The central circadian pacemaker in mammals is located in the suprachiasmatic nuclei (SCN) of the hypothalamus. It is entrained most potently by photic environmental input via direct and indirect retinofugal projections, which ultimately yield alterations in multiple feedback loops of clock-related gene products within SCN cells to effect shifts in their rhythmic output that allow synchronization with environmental light-dark cycles (reviewed in ). Photic input also induces expression of the immediate early gene, c-fos, in retinorecipient SCN cells. Induction of phase shifts and Fos mRNA and protein expression by light are both restricted roughly to the dark phase of the light-dark cycle or to the subjective night-time of a subject held under constant lighting conditions in most species [2–5]. Light early in the responsive period typically yields delays in the onset of activity whereas light late in the responsive period yields advances in onset of activity [6–9]. Differences in neurochemical and molecular signal transduction processes during phase advances and delays have been documented (reviewed in ) but the exact mechanisms dictating the direction and relative magnitude of light-induced phase shifts are not yet understood.

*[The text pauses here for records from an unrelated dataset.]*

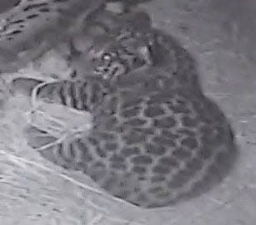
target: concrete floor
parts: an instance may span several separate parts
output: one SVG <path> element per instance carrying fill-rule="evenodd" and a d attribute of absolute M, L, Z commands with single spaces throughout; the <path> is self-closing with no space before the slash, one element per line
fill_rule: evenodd
<path fill-rule="evenodd" d="M 255 224 L 256 32 L 252 15 L 256 3 L 240 2 L 243 6 L 238 0 L 153 0 L 142 6 L 155 27 L 176 37 L 194 55 L 204 92 L 231 120 L 240 154 L 222 183 L 169 208 L 138 210 L 95 193 L 82 174 L 43 160 L 18 140 L 18 130 L 13 130 L 12 137 L 5 135 L 12 129 L 8 121 L 22 121 L 13 108 L 8 116 L 2 115 L 0 122 L 0 223 Z"/>

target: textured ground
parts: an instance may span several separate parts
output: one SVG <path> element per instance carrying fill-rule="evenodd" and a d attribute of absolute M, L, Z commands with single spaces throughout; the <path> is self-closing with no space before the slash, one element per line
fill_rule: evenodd
<path fill-rule="evenodd" d="M 235 13 L 237 0 L 224 5 L 221 0 L 158 0 L 143 6 L 154 26 L 176 37 L 195 56 L 205 93 L 231 120 L 240 155 L 224 182 L 171 208 L 138 210 L 95 193 L 84 184 L 91 185 L 84 176 L 65 173 L 27 148 L 18 140 L 19 130 L 6 125 L 12 121 L 23 126 L 13 103 L 12 114 L 0 112 L 1 223 L 253 224 L 256 51 L 251 17 L 256 6 L 252 0 L 243 2 L 239 14 Z"/>

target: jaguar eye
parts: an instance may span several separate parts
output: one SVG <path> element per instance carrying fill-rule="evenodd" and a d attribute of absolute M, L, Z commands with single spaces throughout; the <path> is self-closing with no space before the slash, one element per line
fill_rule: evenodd
<path fill-rule="evenodd" d="M 108 53 L 104 53 L 102 56 L 102 60 L 103 61 L 110 61 L 111 60 L 111 55 Z"/>

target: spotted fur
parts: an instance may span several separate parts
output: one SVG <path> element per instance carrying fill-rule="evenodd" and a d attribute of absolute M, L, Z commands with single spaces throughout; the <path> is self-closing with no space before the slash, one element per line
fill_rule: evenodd
<path fill-rule="evenodd" d="M 5 57 L 28 63 L 64 40 L 105 0 L 23 0 L 0 15 L 0 49 Z M 72 26 L 71 26 L 72 25 Z M 23 59 L 21 51 L 30 51 Z M 10 61 L 9 61 L 10 62 Z M 4 70 L 6 63 L 2 63 Z M 1 68 L 0 68 L 1 69 Z"/>

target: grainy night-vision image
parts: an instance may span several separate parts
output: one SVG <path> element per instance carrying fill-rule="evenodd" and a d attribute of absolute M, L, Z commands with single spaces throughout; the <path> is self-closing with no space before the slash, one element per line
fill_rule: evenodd
<path fill-rule="evenodd" d="M 0 221 L 252 224 L 256 4 L 228 2 L 3 1 Z"/>

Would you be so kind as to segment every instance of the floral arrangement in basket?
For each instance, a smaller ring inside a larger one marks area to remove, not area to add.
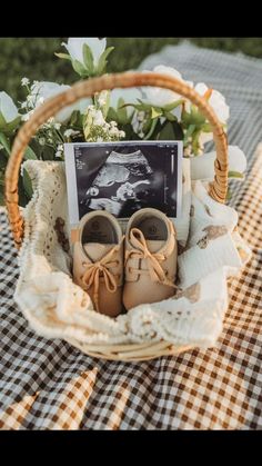
[[[107,72],[113,47],[107,48],[105,39],[70,38],[62,46],[68,53],[56,54],[68,60],[81,79]],[[173,68],[160,65],[153,71],[183,81]],[[209,101],[226,130],[230,109],[224,97],[202,82],[196,86],[185,82]],[[0,92],[0,205],[4,201],[4,170],[19,128],[48,98],[70,88],[56,82],[30,82],[28,78],[22,78],[21,86],[24,100],[17,105],[7,92]],[[183,140],[184,157],[193,157],[203,153],[204,145],[212,140],[212,131],[194,105],[170,90],[114,89],[82,99],[50,118],[30,142],[24,159],[63,160],[64,142],[149,139]],[[242,178],[243,175],[230,171],[229,177]],[[19,179],[20,205],[26,206],[31,196],[31,181],[23,169]]]

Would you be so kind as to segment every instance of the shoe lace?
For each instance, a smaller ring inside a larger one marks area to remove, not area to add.
[[[148,265],[148,270],[143,269],[135,269],[134,267],[130,267],[131,272],[137,272],[139,275],[149,274],[152,281],[158,281],[162,285],[168,285],[173,288],[178,288],[168,277],[167,274],[161,266],[167,257],[162,252],[151,252],[148,248],[145,238],[141,230],[138,228],[132,228],[130,231],[130,244],[132,245],[132,249],[125,250],[125,266],[130,258],[135,259],[145,259]]]
[[[122,242],[122,241],[121,241]],[[81,280],[89,290],[93,286],[93,301],[95,310],[99,313],[99,288],[101,278],[104,279],[104,285],[109,293],[115,293],[118,288],[119,278],[118,275],[114,275],[110,269],[119,266],[119,260],[112,260],[115,252],[119,252],[120,245],[112,248],[102,259],[97,262],[82,262],[85,267],[85,270],[81,277]]]

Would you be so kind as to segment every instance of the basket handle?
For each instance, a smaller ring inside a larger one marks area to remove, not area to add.
[[[37,133],[49,118],[53,117],[63,107],[70,106],[84,97],[91,97],[95,92],[102,90],[111,90],[114,88],[131,88],[153,86],[172,90],[191,100],[202,115],[210,122],[213,139],[216,149],[216,159],[214,162],[215,176],[210,184],[210,196],[219,201],[224,202],[228,190],[228,142],[222,125],[218,120],[213,109],[208,101],[190,88],[185,82],[165,75],[154,72],[123,72],[115,75],[104,75],[100,78],[92,78],[80,81],[72,86],[66,92],[62,92],[36,109],[30,119],[20,128],[8,161],[6,170],[6,202],[8,209],[9,221],[13,234],[17,248],[20,248],[23,238],[23,219],[18,205],[18,179],[20,165],[22,162],[24,150],[31,138]]]

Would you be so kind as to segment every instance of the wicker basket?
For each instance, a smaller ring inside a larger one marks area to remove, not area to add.
[[[91,97],[95,92],[102,90],[111,90],[114,88],[130,88],[153,86],[170,89],[182,97],[188,98],[194,103],[203,116],[209,120],[216,149],[216,159],[214,162],[214,180],[210,184],[210,196],[219,201],[224,202],[228,190],[228,143],[226,136],[219,122],[214,111],[208,101],[196,93],[184,82],[170,78],[164,75],[152,72],[125,72],[118,75],[109,75],[100,78],[89,79],[75,83],[70,90],[49,99],[39,107],[32,117],[21,127],[18,132],[12,152],[6,171],[6,202],[8,209],[9,221],[14,239],[14,244],[19,249],[23,240],[23,218],[19,209],[18,198],[18,179],[20,165],[23,153],[31,138],[36,135],[39,127],[49,118],[60,111],[63,107],[70,106],[84,97]],[[133,345],[81,345],[77,340],[70,343],[81,349],[83,353],[104,359],[114,360],[145,360],[153,359],[164,355],[178,355],[189,347],[174,347],[169,341],[133,344]]]

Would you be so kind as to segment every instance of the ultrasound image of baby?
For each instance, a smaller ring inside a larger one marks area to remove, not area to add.
[[[133,153],[112,151],[87,191],[89,209],[105,209],[119,216],[125,202],[140,208],[141,194],[153,173],[141,150]]]

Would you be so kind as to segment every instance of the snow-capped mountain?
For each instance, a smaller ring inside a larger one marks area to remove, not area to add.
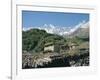
[[[67,35],[78,35],[81,32],[88,32],[89,28],[89,22],[80,22],[74,27],[63,27],[63,26],[55,26],[52,24],[44,24],[43,26],[39,27],[29,27],[29,28],[23,28],[24,31],[33,29],[33,28],[38,28],[41,30],[45,30],[47,33],[51,34],[57,34],[61,36],[67,36]]]

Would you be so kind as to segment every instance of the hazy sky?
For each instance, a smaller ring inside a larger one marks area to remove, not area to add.
[[[34,28],[36,26],[43,26],[44,24],[74,27],[83,21],[89,21],[88,13],[22,11],[22,24],[24,28]]]

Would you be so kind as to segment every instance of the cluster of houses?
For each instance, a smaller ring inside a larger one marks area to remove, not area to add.
[[[75,43],[70,44],[63,44],[63,43],[56,43],[53,42],[47,43],[44,46],[44,52],[57,52],[61,53],[63,51],[75,49],[78,45]]]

Re-entrainment of circadian activity rhythms in mammals after large shifts of the light-dark (LD) cycle is usually gradual and requires multiple circadian cycles for completion due to limiting factors not yet identified. Here, we show evidence that locomotor rhythms of Balb/cJ mice do not demonstrate this characteristic 5–7 day transient lag until re-entrainment observed in C57BL/6J mice following a large (6–8 hour) phase advance of the light-dark cycle. Moreover, examination of circadian activity rhythms and Fos expression in the SCN following a variety of manipulations of the light-dark cycle in BALB/cJ and C57BL/6J mice suggests that the enhanced phase advance response of BALB/cJ mice does not involve masking or depend on wheel-running exercise, and may not extend to phase delays of the light-dark cycle.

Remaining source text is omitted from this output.